Lisie Sabbag writes for the Palo Alto High School magazine Verde.
Wanting to investigate the teen rape issues that gained national attention from the Steubenville story, Sabbag wrote about sexual violence in her hometown, the wealthy community of Palo Alto.
“I interviewed almost 10 different rape survivors, all from Paly. Most of them when they found out I was writing about it came up to me and said they wanted to help out. The two stories I used were very representative….
Teen boys are expected to take advantage of the opportunities at all costs, or else face the ire of their friends, according to Amy, a senior who has experienced this first-hand.
“They [Paly guys] would say, ‘Oh you didn’t want to have sex with her because she’s drunk?
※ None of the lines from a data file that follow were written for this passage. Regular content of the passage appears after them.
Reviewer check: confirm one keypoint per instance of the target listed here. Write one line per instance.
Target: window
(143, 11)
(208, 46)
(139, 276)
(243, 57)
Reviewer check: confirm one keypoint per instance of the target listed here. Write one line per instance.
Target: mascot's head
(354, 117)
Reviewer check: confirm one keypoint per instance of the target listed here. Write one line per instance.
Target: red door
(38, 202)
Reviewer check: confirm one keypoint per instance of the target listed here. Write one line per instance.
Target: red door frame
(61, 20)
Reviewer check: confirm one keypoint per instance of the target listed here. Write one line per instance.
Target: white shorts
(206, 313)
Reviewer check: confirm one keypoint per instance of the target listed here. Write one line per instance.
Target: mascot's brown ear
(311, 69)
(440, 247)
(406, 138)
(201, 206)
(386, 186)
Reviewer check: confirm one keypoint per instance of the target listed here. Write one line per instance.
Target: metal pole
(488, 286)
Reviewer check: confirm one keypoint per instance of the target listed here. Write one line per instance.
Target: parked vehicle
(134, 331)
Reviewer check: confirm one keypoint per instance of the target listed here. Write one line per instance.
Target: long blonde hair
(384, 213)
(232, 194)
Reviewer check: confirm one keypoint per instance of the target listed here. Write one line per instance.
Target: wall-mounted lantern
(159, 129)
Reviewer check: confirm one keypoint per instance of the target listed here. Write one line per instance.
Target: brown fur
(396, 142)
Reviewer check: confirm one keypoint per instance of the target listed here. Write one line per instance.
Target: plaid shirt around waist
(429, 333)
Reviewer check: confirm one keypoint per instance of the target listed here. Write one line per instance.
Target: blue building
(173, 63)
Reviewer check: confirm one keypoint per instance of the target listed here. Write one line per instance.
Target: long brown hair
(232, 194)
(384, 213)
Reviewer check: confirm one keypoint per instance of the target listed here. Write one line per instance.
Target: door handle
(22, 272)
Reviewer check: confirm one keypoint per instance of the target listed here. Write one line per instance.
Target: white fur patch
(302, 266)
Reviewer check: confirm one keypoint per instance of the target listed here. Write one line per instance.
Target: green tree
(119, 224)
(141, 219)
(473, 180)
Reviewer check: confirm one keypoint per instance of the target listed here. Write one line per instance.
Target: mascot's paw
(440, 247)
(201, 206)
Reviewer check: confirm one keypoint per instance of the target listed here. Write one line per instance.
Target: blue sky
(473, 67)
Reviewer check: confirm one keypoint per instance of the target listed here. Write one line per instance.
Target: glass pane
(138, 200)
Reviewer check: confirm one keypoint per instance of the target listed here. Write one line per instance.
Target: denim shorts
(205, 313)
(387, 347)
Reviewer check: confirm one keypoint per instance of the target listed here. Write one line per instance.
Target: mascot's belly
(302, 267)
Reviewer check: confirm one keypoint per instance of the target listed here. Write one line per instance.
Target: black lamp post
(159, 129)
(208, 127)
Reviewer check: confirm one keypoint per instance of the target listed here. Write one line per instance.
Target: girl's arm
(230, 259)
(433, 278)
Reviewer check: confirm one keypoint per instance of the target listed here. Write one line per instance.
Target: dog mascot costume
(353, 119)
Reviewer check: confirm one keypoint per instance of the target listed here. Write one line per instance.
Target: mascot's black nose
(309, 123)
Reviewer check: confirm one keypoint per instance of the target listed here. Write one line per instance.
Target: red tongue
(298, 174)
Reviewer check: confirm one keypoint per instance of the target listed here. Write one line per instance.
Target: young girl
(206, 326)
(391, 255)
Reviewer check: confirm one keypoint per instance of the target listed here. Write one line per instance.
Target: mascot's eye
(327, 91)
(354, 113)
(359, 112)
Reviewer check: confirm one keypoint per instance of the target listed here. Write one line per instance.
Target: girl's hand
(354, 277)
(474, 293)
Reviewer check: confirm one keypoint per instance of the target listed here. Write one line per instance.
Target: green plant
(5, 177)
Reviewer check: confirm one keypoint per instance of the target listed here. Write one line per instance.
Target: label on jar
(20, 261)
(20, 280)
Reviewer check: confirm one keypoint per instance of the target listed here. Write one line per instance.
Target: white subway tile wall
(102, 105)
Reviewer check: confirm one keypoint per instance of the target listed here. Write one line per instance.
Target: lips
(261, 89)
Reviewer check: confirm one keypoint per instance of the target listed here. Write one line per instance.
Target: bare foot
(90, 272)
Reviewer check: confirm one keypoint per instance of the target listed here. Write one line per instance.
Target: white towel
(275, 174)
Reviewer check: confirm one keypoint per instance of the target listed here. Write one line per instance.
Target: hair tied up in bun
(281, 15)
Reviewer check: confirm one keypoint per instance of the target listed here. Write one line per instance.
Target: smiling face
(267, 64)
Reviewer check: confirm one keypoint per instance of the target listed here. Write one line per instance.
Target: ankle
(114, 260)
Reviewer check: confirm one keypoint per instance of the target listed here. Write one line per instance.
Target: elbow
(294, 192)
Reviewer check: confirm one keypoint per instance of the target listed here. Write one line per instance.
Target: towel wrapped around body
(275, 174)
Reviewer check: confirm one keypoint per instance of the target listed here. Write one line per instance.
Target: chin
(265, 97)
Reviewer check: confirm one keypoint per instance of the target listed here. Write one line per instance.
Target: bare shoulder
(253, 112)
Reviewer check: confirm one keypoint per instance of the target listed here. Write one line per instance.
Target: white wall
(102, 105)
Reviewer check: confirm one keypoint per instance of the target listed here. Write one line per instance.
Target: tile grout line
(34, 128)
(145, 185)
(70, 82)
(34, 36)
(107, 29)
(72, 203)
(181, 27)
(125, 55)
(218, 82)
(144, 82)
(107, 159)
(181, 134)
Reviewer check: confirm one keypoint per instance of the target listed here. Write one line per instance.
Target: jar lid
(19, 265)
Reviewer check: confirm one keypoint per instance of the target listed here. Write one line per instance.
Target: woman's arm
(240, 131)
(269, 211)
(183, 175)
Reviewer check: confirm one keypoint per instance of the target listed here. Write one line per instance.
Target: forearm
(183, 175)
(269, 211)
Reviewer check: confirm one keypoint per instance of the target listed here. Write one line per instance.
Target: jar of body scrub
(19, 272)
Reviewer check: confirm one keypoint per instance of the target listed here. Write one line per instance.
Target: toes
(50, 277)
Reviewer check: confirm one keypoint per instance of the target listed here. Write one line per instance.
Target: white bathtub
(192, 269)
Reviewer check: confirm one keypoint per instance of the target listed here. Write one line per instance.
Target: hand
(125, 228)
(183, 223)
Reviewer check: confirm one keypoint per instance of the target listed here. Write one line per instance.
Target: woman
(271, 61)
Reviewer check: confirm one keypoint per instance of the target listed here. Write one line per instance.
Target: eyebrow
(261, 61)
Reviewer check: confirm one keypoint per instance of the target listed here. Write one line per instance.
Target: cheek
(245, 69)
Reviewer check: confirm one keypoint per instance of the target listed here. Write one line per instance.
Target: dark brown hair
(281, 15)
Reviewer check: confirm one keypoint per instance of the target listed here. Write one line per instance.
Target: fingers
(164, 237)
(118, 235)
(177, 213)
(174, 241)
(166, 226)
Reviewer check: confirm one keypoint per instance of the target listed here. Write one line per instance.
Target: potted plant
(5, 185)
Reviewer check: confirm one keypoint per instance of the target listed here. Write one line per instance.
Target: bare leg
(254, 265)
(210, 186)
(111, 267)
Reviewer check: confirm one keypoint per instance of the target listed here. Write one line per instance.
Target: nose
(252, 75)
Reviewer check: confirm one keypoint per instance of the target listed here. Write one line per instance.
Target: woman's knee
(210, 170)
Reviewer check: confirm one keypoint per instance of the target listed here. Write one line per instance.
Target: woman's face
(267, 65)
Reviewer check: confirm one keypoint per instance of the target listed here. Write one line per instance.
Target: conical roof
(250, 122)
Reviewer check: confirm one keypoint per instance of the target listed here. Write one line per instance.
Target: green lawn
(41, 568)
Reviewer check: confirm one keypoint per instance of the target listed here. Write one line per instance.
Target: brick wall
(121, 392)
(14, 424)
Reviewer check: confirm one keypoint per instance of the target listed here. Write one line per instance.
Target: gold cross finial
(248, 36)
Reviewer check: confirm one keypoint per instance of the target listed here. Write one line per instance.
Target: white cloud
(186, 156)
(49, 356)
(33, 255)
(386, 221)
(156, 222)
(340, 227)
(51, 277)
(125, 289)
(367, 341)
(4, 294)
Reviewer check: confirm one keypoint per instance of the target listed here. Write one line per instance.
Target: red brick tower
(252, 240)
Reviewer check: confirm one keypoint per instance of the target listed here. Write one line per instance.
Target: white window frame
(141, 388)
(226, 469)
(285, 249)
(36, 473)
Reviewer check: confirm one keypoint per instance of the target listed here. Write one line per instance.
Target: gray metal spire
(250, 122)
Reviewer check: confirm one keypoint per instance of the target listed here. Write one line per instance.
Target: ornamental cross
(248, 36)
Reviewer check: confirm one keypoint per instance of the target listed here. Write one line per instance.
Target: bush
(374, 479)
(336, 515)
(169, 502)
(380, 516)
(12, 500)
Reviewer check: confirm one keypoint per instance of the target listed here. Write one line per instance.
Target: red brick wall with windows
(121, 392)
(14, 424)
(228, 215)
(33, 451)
You’re such a fag,’” Amy says. “Not that that’s excusable, but there is just as much pressure on guys to have sex and f— everything that moves as there is on girls to be that girl that sleeps with them.”
In West Virginia, Katelyn Campbell, the student body vice president at George Washington High School, refused to attend a school assembly hosted by conservative speaker Pam Stenzel.
Stenzel has a long history of using inflammatory rhetoric to convince young people that they will face dire consequences for becoming sexually active. At GW’s assembly, Stenzel allegedly told students that “if you take birth control, your mother probably hates you” and “I could look at any one of you in the eyes right now and tell if you’re going to be promiscuous.” She also asserted that condoms aren’t safe, and every instance of sexual contact will lead to a sexually transmitted infection.
Campbell refused to attend the assembly, which was funded by a conservative religious organization called “Believe in West Virginia” and advertised with fliers that proclaimed “God’s plan for sexual purity.”
Campbell says that her principal, furious with her, threatened to call the college where she had been accepted, Wellesley, to say that she was a “back stabber” with a “bad character.” Refusing to be silent or back down, Campbell filed a complaint with the ACLU and is speaking publicly about her story.
What happens when girls don’t become elected officials or journalists in their schools? Which stories remain hidden and what issues never come to light?
What happens when girls have the courage to tell the truth about what they see, experience, what they think is important and what’s really going on in their lives?
Females are half of the population. They ought to hold 50% of power positions in their schools. When girls are invisible, all kids lose out.